Apache drilling side-track in injectite playSources: OGA and NPD

Apache drilling side-track in injectite play

Well 9/19b-29Z kicked off last week, probably further appraising the UK extension of the Froskelår and Gamma discoveries.

As reported by the OGA, well 9/19b-29Z spudded on Monday last week (16/11) in UK Licence P1986. Classified as an exploration well, it is likely that it further appraises the UK-continuation of the Froskelår/Gamma discoveries.

Parent well 9/19b-29A was spudded on 28th September and was completed on Monday last week (16/11), after the rig had moved 130 m with respect to the original 9/19b-29 location that was spudded 14th September this year.

Froskelår discovery

Last year, Aker BP announced the discovery of Froskelår upon completion of well 24/9-14S. It encountered a gas column of 30 m, and an oil column of 38 m in Eocene sandstone injectites of 35 m thick, mainly with very good to excellent reservoir properties. The sandstones are interpreted as being remobilised sands from the Heimdal and Hermod formations in the Paleocene which are injected into the overlying Hordaland Group. The gas/oil contact was observed in the well. The oil/water contact was not observed, as the logs showed an oil down to situation.

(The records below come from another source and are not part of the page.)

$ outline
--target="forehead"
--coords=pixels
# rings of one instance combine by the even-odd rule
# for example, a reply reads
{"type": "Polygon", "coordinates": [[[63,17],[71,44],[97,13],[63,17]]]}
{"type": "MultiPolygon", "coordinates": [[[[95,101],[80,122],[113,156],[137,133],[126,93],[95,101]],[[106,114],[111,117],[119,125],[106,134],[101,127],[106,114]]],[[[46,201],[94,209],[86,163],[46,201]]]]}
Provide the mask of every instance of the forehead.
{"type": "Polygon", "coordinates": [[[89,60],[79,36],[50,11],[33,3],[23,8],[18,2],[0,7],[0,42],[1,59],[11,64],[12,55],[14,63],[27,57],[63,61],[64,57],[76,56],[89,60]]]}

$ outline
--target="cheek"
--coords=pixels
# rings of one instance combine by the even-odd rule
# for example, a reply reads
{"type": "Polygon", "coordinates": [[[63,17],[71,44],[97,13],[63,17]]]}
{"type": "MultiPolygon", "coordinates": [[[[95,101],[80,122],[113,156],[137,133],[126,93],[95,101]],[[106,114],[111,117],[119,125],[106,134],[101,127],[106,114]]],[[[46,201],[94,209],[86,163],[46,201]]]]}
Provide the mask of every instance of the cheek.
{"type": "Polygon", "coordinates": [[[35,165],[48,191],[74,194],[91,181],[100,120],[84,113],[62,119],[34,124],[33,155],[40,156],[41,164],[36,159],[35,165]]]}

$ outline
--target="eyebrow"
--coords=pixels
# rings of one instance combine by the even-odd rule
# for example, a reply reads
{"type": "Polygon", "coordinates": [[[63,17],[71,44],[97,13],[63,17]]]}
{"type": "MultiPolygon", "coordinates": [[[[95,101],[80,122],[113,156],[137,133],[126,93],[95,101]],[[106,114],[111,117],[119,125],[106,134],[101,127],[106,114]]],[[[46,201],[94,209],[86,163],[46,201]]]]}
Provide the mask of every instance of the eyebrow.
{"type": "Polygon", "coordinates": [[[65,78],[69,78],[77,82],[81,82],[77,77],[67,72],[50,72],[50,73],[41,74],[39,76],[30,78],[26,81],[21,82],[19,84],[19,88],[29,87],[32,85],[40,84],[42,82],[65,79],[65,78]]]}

A technical horizontal side-track (24/9-14A) was drilled to test the lateral extent of the injectite complex and its reservoir properties.  It encountered several gas-bearing and oil-bearing injectite zones totalling 540 m, with many sandstone layers with variable thickness and variable reservoir properties, mainly from good up to excellent. The gas/oil and oil/water contacts are the same as in the main well.

The size of the Froskelår discovery was estimated between 60 and 130 MMboe recoverable.

Gamma discovery

The smaller Gamma discovery (24/9-3) overlaps with Froskelår and is seen as part of it because is it is in pressure communication. Discovery well 24/9-3 was already drilled in 1981 by Conoco to test a structure that turned out to be a water-wet Paleocene sands, but Eocene sands were found to be oil bearing.